Потом, когда духовенство окружило гроб, из глубины алтаря раздался ‘De profundis’, исполняемый невидимыми певчими.
‘Звучало красиво, — вспоминал Дюрталь. — Детские голоса там визгливы и хрупки, а басы дряблы и худосочны, им далеко до хора Сен-Сюльпис, а все же выходило превосходно.
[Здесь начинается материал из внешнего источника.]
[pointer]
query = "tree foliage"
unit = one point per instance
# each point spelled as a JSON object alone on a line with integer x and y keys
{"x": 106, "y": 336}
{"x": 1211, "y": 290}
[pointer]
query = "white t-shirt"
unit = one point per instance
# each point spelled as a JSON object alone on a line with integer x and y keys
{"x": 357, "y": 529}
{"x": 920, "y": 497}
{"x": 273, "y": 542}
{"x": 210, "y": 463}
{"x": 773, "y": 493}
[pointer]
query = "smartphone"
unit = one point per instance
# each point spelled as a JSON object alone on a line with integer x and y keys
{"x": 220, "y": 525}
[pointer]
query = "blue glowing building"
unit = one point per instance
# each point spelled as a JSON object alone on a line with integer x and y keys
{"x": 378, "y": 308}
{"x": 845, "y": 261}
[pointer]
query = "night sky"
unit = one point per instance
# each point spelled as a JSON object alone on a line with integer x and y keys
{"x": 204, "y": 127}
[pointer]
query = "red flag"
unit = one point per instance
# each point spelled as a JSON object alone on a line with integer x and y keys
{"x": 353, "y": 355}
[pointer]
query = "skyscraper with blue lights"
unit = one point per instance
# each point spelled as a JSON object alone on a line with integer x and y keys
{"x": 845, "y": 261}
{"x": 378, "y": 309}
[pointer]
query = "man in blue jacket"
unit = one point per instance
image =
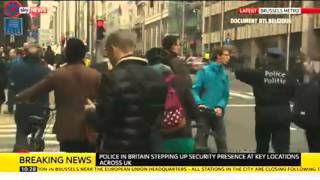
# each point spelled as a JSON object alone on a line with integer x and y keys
{"x": 211, "y": 91}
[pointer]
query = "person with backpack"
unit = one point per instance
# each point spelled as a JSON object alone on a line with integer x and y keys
{"x": 73, "y": 85}
{"x": 174, "y": 127}
{"x": 23, "y": 75}
{"x": 273, "y": 88}
{"x": 131, "y": 97}
{"x": 211, "y": 91}
{"x": 183, "y": 86}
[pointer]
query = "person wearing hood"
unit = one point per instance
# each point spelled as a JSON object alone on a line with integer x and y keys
{"x": 73, "y": 85}
{"x": 131, "y": 97}
{"x": 273, "y": 88}
{"x": 211, "y": 90}
{"x": 23, "y": 75}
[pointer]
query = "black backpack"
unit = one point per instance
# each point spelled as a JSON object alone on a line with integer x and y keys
{"x": 306, "y": 106}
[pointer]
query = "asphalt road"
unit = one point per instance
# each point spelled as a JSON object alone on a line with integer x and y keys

А что за великолепное мгновение, когда причащался священник и голос тенора, отделяясь вдруг от гудения хора, излился в величественном антифопе песнопения:
‘Requiem aeternam dona eit, Domine, et lux perpИtua luccat eit’{Покой вечный даруй им, Господи… — лат.}.
Точно облегчение несет после стенаний ‘De profundis’ и ‘Dies irae’, бытие Бога, на престоле, и оправдывает доверчивую, торжественную гордость этого мелодичного пения, взывающего ко Христу без содроганий и слез’.
Кончается обедня, скрывается священнослужитель и так же, как при внесении мертвеца, приближается к телу духовенство, предшествуемое привратниками, и в пылающем кольце свечей возглашает священник, облаченный в мантию, могущественные разрешительные молитвы.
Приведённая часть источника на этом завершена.